1.1 — Two-day commute

(a) Stage 1 and Stage 2 branches: P(on time) = 0.8, P(miss) = 0.2 at each stage (independent).
(b) P(on time both) = 0.8 × 0.8 = 0.64.
(c) P(at least one miss) = 1 − 0.64 = 0.36.

1.2 — Weather forecast

(a) Day-1 branches: R = 0.3, N = 0.7. Day-2 branches (same regardless of Day 1): R = 0.4, N = 0.6.
(b) P(rain both) = 0.3 × 0.4 = 0.12. P(no rain either) = 0.7 × 0.6 = 0.42.
(c) RR = 0.12; RN = 0.18; NR = 0.28; NN = 0.42. Sum = 0.12 + 0.18 + 0.28 + 0.42 = 1.00 ✓.

1.3 — Basketball free throws

(a) Each branch: P(hit) = 3/4, P(miss) = 1/4.
(b) P(both in) = 3/4 × 3/4 = 9/16. P(one in, one missed) = (3/4 × 1/4) + (1/4 × 3/4) = 3/16 + 3/16 = 6/16 = 3/8. P(both missed) = 1/4 × 1/4 = 1/16.
(c) Check: 9/16 + 6/16 + 1/16 = 16/16 = 1 ✓.

1.4 — Raffle without replacement

(a) Stage 1: P(W) = 3/10, P(L) = 7/10. Stage 2 if Stage 1 was W: P(W | W) = 2/9, P(L | W) = 7/9. Stage 2 if Stage 1 was L: P(W | L) = 3/9, P(L | L) = 6/9.
(b) P(both W) = 3/10 × 2/9 = 6/90 = 1/15.
(c) P(both L) = 7/10 × 6/9 = 42/90 = 7/15. P(at least one W) = 1 − 7/15 = 8/15.

1.5 — Quiz guessing

(a) P(Q1 correct) = 1/4; P(Q2 correct) = 1/5.
(b) P(both correct) = 1/4 × 1/5 = 1/20. P(both wrong) = 3/4 × 4/5 = 12/20 = 3/5.
(c) P(exactly one correct) = (1/4 × 4/5) + (3/4 × 1/5) = 4/20 + 3/20 = 7/20.

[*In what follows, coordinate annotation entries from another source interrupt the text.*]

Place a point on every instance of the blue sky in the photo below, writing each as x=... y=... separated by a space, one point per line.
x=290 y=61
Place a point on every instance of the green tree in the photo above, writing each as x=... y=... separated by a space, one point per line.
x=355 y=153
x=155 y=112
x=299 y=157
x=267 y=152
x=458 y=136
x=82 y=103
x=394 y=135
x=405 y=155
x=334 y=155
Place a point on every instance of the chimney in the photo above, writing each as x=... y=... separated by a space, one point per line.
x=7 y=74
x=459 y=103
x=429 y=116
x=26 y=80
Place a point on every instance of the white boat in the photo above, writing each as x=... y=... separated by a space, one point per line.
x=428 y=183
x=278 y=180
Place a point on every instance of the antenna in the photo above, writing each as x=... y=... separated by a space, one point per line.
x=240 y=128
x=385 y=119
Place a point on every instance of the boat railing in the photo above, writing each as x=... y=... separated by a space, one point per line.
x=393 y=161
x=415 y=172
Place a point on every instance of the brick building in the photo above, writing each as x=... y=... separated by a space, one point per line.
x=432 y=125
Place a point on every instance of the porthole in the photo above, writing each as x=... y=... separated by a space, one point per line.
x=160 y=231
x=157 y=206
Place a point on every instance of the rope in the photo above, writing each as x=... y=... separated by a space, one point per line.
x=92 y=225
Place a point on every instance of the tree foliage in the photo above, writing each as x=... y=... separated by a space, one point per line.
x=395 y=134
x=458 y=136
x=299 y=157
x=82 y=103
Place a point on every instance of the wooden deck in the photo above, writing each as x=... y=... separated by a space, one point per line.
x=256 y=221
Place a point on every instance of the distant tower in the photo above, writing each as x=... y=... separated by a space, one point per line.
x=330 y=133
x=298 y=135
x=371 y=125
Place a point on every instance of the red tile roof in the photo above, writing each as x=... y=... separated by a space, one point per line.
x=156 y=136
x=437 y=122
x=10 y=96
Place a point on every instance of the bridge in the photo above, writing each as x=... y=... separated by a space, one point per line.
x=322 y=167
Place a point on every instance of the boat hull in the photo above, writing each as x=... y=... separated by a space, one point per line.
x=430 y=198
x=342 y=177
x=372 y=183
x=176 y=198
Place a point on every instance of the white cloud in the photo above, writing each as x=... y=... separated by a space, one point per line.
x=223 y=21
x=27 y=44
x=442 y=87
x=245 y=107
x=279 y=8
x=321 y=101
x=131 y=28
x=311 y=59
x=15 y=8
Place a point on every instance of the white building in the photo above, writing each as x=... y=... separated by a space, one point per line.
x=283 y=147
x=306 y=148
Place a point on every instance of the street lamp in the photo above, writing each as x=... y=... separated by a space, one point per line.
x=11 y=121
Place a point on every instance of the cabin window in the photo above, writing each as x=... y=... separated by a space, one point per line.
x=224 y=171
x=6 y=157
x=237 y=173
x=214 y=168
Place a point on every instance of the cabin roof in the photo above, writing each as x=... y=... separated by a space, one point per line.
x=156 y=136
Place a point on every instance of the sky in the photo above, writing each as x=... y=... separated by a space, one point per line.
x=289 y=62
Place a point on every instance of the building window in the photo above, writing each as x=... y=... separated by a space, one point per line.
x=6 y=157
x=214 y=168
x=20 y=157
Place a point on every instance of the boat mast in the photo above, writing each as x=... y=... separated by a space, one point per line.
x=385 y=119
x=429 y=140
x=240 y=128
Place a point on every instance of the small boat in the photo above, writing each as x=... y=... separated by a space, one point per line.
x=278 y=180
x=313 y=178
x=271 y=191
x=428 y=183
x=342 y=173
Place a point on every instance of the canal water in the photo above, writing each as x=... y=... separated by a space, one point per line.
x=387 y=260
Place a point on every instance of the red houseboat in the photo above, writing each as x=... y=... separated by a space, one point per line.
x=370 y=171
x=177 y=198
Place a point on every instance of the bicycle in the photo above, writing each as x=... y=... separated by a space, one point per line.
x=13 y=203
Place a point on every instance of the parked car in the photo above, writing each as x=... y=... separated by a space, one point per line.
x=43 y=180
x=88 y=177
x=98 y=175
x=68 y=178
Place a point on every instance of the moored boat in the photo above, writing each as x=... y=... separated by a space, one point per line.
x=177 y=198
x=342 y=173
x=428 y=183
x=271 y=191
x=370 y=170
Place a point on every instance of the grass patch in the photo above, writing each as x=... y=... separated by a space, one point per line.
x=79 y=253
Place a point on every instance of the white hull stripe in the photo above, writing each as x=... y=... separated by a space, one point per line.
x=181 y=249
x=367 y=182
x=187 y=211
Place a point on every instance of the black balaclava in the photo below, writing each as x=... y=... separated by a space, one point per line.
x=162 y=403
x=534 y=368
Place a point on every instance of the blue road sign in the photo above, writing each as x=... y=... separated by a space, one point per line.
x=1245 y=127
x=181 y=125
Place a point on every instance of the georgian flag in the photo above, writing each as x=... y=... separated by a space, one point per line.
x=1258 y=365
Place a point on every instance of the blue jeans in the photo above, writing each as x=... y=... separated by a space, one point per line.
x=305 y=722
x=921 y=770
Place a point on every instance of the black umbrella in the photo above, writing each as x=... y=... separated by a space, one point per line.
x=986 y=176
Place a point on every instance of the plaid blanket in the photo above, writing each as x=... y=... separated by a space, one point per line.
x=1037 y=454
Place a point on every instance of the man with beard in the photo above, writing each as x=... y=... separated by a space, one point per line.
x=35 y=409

2.1 — Explain your thinking (sample response)

Your classmate's reasoning is correct only when the experiment is with replacement: the drawn item is returned before the next draw, so the bag is restored and the branch probabilities stay the same at every stage. When the experiment is without replacement, the item is NOT returned — both the denominator AND the numerator of the second-stage probability change depending on the first outcome. For a bag of 4 R and 1 B (5 marbles): with replacement, P(both R) = 4/5 × 4/5 = 16/25 = 0.64. Without replacement, after drawing 1 R, only 3 R and 1 B remain (4 marbles total), so the second-stage branch gives P(R | R) = 3/4. Therefore P(both R) = 4/5 × 3/4 = 12/20 = 3/5 = 0.60, which is LOWER than the with-replacement answer because we have used up one of the red marbles in the first draw.

Marking: 1 mark for "with replacement" condition; 1 mark for explaining what changes without replacement; 1 mark for correctly worked with-replacement value; 1 mark for correctly worked without-replacement value with comparison.